Bitty is—something in between, looking on as the three seniors kneel down to kiss the ice. Jack is first, followed closely by Shitty who looks weepy eyed even from here. Kent lingers, brushing his fingers across the center line for a moment. Bitty can’t be sure, but he thinks Kent’s lips move in a whisper before he bends down and touches his lips to the rink.
Even Ransom and Holster are quiet, for a moment, as the three stand and make their way back over to the group. The chirping resumes when they catch sight of Shitty’s face though, and the gang heads up to the roof.
Bitty purposefully lingers, and earns himself Kent’s arms wrapped around him from behind for his trouble. “Hey, hun, you okay?”
“Mhm,” Kent mumbles, “Just—I’m gonna miss this shitty team.”
Jack laughs and encircles them both, strong arms tugging them stumbling backwards into his chest. He places a kiss to Bitty’s temple and Bitty turns towards him, nuzzles his cheek against his collarbone.
“We should head up there, eh?” Jack chirps, “People will wonder what we’re up to.”
“Let ‘em,” Kent grumbles, but he pulls away and heads for the stairs.
Up on the roof, Ransom and Holster are getting a little fire pit going and Lardo is setting up a bong. Shitty disappears around the side and comes back with a cooler, which is stuffed with drinks and the two pies Bitty stressed baked the night before: blueberry and maple apple sugar, because he may be an anxious mess but he’s a predictable one.

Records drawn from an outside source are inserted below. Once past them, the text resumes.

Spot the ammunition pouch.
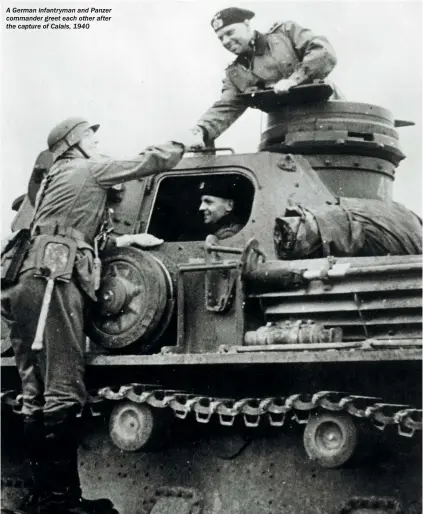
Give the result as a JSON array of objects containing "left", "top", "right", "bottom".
[
  {"left": 33, "top": 234, "right": 77, "bottom": 282},
  {"left": 1, "top": 228, "right": 31, "bottom": 288},
  {"left": 33, "top": 223, "right": 92, "bottom": 244}
]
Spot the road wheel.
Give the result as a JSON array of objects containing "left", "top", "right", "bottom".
[{"left": 303, "top": 413, "right": 357, "bottom": 468}]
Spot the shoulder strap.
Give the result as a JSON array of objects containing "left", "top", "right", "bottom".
[
  {"left": 266, "top": 21, "right": 283, "bottom": 34},
  {"left": 29, "top": 165, "right": 58, "bottom": 236}
]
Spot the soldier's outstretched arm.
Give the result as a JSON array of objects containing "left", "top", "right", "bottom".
[
  {"left": 274, "top": 21, "right": 336, "bottom": 84},
  {"left": 92, "top": 141, "right": 185, "bottom": 188},
  {"left": 194, "top": 77, "right": 247, "bottom": 141}
]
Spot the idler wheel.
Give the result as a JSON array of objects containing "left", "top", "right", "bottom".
[
  {"left": 88, "top": 248, "right": 173, "bottom": 353},
  {"left": 109, "top": 400, "right": 170, "bottom": 452},
  {"left": 303, "top": 413, "right": 357, "bottom": 468}
]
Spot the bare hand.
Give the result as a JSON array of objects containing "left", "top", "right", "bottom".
[
  {"left": 175, "top": 127, "right": 205, "bottom": 151},
  {"left": 116, "top": 233, "right": 163, "bottom": 248},
  {"left": 273, "top": 79, "right": 297, "bottom": 95}
]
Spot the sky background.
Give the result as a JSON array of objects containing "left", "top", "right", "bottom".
[{"left": 0, "top": 0, "right": 422, "bottom": 235}]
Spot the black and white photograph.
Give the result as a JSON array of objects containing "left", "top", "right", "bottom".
[{"left": 0, "top": 0, "right": 423, "bottom": 514}]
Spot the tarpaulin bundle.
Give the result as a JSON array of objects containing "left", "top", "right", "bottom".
[{"left": 274, "top": 198, "right": 422, "bottom": 260}]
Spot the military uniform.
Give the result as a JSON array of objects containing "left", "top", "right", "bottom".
[
  {"left": 2, "top": 134, "right": 183, "bottom": 514},
  {"left": 197, "top": 21, "right": 339, "bottom": 140},
  {"left": 213, "top": 217, "right": 243, "bottom": 240}
]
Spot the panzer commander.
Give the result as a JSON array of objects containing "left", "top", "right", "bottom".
[
  {"left": 2, "top": 118, "right": 188, "bottom": 514},
  {"left": 199, "top": 177, "right": 243, "bottom": 239},
  {"left": 192, "top": 7, "right": 342, "bottom": 147}
]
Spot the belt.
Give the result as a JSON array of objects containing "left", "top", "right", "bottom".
[{"left": 33, "top": 224, "right": 92, "bottom": 245}]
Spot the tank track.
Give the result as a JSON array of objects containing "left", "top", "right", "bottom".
[{"left": 1, "top": 383, "right": 423, "bottom": 437}]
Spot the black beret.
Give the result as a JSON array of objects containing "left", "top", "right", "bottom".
[
  {"left": 211, "top": 7, "right": 255, "bottom": 32},
  {"left": 199, "top": 177, "right": 240, "bottom": 200}
]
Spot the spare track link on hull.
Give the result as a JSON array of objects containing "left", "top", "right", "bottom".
[{"left": 1, "top": 383, "right": 423, "bottom": 437}]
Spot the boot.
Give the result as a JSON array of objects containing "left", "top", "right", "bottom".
[
  {"left": 37, "top": 414, "right": 118, "bottom": 514},
  {"left": 23, "top": 411, "right": 45, "bottom": 514}
]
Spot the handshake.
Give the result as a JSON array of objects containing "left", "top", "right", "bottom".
[{"left": 174, "top": 127, "right": 206, "bottom": 152}]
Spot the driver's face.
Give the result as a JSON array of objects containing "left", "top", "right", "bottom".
[
  {"left": 200, "top": 195, "right": 233, "bottom": 224},
  {"left": 216, "top": 21, "right": 254, "bottom": 55}
]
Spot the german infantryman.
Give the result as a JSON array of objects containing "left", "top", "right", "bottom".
[
  {"left": 2, "top": 118, "right": 191, "bottom": 514},
  {"left": 192, "top": 7, "right": 340, "bottom": 147}
]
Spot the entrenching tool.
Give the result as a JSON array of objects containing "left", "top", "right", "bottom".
[{"left": 31, "top": 235, "right": 77, "bottom": 351}]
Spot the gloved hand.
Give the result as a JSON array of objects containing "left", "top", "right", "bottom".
[
  {"left": 175, "top": 127, "right": 205, "bottom": 152},
  {"left": 116, "top": 233, "right": 163, "bottom": 248},
  {"left": 273, "top": 79, "right": 298, "bottom": 95}
]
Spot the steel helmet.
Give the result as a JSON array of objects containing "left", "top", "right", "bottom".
[{"left": 47, "top": 116, "right": 100, "bottom": 160}]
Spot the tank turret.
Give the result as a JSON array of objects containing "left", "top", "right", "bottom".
[{"left": 242, "top": 82, "right": 413, "bottom": 200}]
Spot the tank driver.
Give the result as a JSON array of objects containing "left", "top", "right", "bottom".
[
  {"left": 2, "top": 118, "right": 191, "bottom": 514},
  {"left": 199, "top": 177, "right": 243, "bottom": 239},
  {"left": 192, "top": 7, "right": 341, "bottom": 147}
]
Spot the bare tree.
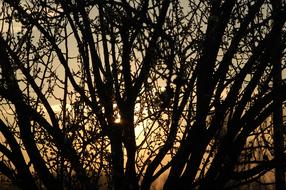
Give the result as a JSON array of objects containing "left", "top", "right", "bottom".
[{"left": 0, "top": 0, "right": 286, "bottom": 189}]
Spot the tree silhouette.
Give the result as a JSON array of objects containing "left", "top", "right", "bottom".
[{"left": 0, "top": 0, "right": 286, "bottom": 190}]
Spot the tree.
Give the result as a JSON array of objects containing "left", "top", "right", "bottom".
[{"left": 0, "top": 0, "right": 286, "bottom": 189}]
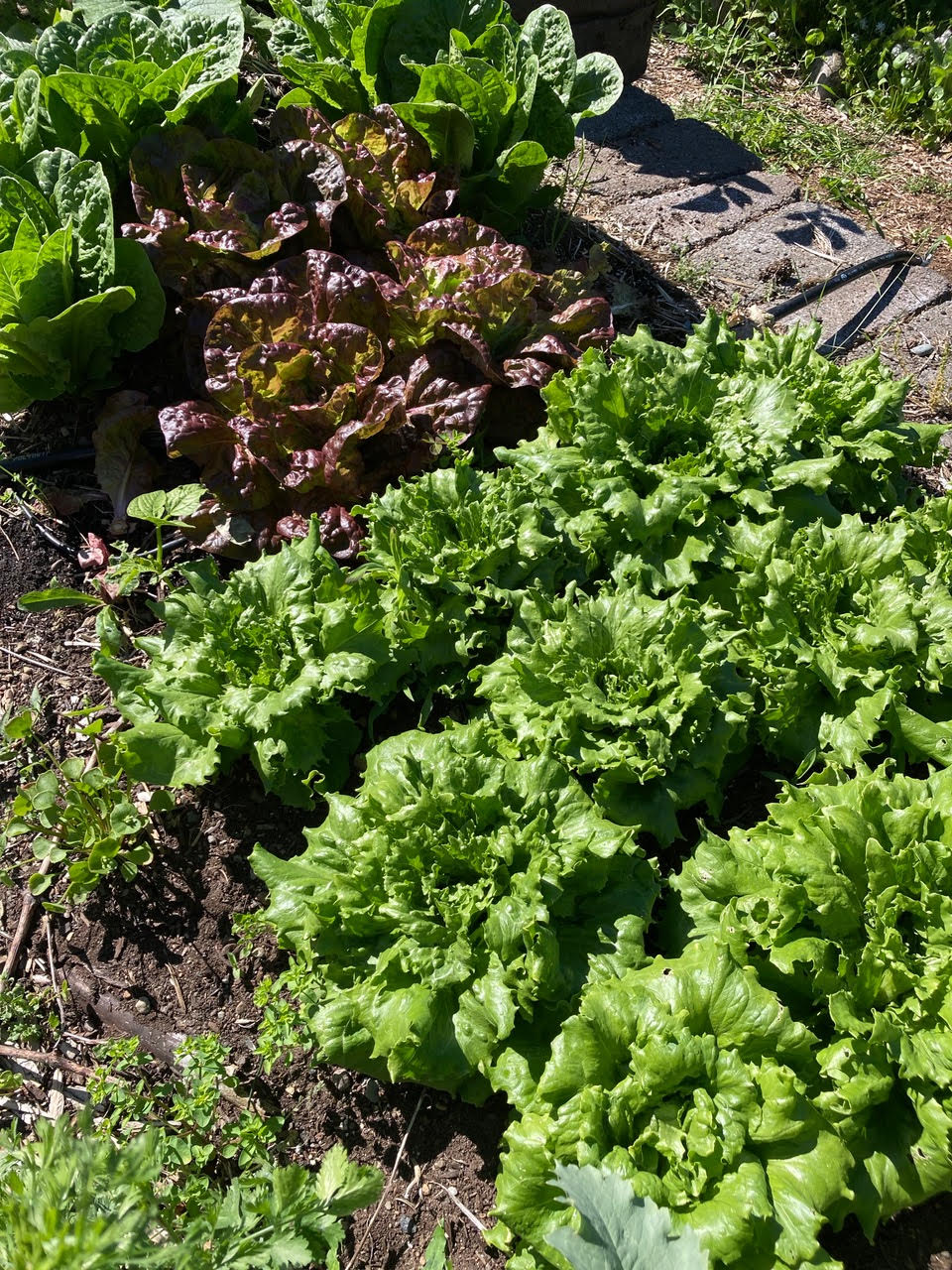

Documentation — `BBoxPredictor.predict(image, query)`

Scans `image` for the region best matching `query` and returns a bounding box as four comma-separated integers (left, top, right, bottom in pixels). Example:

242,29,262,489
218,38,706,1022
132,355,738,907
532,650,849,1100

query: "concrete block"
588,119,763,205
579,83,674,146
776,260,952,352
688,202,890,294
586,173,798,250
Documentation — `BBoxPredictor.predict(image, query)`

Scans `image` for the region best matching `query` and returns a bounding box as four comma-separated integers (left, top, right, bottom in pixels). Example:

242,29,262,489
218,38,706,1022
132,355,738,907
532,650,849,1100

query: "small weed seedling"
0,710,174,912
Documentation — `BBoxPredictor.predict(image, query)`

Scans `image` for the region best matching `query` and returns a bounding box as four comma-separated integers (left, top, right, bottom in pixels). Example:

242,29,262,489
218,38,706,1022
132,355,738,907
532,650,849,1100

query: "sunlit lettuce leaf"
254,724,654,1099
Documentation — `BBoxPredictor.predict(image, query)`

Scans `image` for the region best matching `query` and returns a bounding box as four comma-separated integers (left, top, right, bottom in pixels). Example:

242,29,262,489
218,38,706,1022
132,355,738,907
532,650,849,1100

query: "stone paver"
588,172,798,251
581,85,952,370
776,257,952,349
579,83,674,145
847,301,952,410
588,119,763,202
688,202,890,292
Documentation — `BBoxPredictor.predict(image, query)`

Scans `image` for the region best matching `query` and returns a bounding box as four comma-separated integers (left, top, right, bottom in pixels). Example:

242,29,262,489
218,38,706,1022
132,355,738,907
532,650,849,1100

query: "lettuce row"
477,588,753,844
264,0,623,227
674,768,952,1237
123,105,453,296
706,500,952,767
491,767,952,1270
253,722,657,1101
0,150,165,410
94,523,400,807
159,217,612,559
0,0,254,181
490,939,853,1270
96,316,951,802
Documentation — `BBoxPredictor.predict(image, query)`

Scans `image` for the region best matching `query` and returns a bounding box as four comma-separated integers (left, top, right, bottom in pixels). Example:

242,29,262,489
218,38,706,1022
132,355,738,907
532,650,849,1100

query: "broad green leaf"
547,1163,710,1270
566,54,625,123
54,159,114,299
117,722,219,789
394,101,476,173
13,67,42,155
520,4,573,105
112,237,165,353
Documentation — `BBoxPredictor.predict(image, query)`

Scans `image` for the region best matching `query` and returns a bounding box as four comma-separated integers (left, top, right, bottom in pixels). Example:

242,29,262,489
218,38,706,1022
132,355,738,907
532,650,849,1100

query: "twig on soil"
0,644,78,680
344,1089,426,1270
436,1183,486,1232
0,1045,92,1080
0,856,52,983
44,913,66,1029
165,965,187,1015
66,967,251,1110
13,494,76,562
0,515,20,564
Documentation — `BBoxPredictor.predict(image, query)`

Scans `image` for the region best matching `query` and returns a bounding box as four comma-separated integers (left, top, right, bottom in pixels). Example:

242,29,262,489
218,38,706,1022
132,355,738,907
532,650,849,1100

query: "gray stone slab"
585,172,798,250
579,83,674,146
688,202,890,304
586,119,763,205
847,294,952,413
776,261,949,352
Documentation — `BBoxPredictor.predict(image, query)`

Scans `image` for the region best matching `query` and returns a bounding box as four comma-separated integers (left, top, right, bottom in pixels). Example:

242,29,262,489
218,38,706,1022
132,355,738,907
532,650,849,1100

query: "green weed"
661,0,952,144
0,708,174,912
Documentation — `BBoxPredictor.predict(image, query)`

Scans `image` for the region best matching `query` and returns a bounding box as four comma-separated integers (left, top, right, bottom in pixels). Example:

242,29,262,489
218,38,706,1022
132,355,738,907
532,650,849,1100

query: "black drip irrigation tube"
0,445,95,485
734,248,932,357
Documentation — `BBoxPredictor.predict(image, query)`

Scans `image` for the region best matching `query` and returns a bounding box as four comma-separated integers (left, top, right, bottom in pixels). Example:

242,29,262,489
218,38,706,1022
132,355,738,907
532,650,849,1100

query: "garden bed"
0,2,952,1270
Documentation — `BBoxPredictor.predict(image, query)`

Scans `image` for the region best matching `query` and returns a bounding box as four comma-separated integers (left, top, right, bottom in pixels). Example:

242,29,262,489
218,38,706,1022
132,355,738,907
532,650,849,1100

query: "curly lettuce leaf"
490,939,853,1270
477,588,753,844
672,768,952,1238
253,724,656,1101
94,522,401,807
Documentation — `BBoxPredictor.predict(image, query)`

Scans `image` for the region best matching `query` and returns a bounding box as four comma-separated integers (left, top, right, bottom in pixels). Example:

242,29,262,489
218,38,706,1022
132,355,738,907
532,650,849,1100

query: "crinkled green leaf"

Kent plops down at one edge of the blanket they’ve spread out and pulls Bitty into his lap, arms wrapped snug around his waist. Ransom, Shitty, and Lardo are busy narrating last year’s graduation, reminiscing fondly about Johnson. Kent runs a thumb over Bitty’s hipbone and he’s so warm in all the places they touch, body melting back into him, but the ground is cold against Bitty’s legs and he shivers. “Brr. Didn’t know it’d be s-so—,”
Jack drapes his coat over Bitty’s shoulders, eyes soft and glowing in the firelight. Bitty beams up at him, watches with contentment as Jack settles close enough to touch and wraps an arm around Kent’s shoulders, encouraging them both into a little huddle.
“Parse, you want a beer?” Shitty offers, the can in his hand glinting.
“Nah, thanks,” Kent answers. His breath is a warm tickle against Bitty’s temple. “I’ll take a hit, though.” Lardo nods, smiling, and passes the bong across the circle for Kent to grab. He thanks her, and murmurs into Bitty’s ear, “You in, Bits?”
Bitty turns to look at him suspiciously. His freckles are dancing in and out of the shadows cast on his face and his eyes are gray, green, blue, endless and infinite. Bitty will always be in. “Yeah,” he whispers.
Kent smirks and takes a long hit. Bitty feels the swell of Kent’s chest against his shoulder blades. Calloused fingers stroke at his chin and tilt his face up and Kent is close, closer until there’s no distance between them at all. Someone wolf-whistles. Bitty opens his mouth and Kent follows, blows smoke in for Bitty to inhale and Bitty does. He breathes in every inch of Kent until he can feel him branded on his lungs.
They pull away and Bitty puffs a little cloud into Kent’s face cheekily. Kent laughs and ruffles Bitty’s hair while Lardo chirps, “Guess we know why you signed with the Falcs, huh Parser?”
Laughing breathlessly, Bitty leans his head back against Kent’s chest to glance up at Jack, whose gaze goes impossibly fond when they lock eyes. Bitty knows he isn’t the only reason Kent is staying—but here, on this roof with the fire flickering in a breeze that can’t make him cold anymore, it’s more than enough to be a part of it.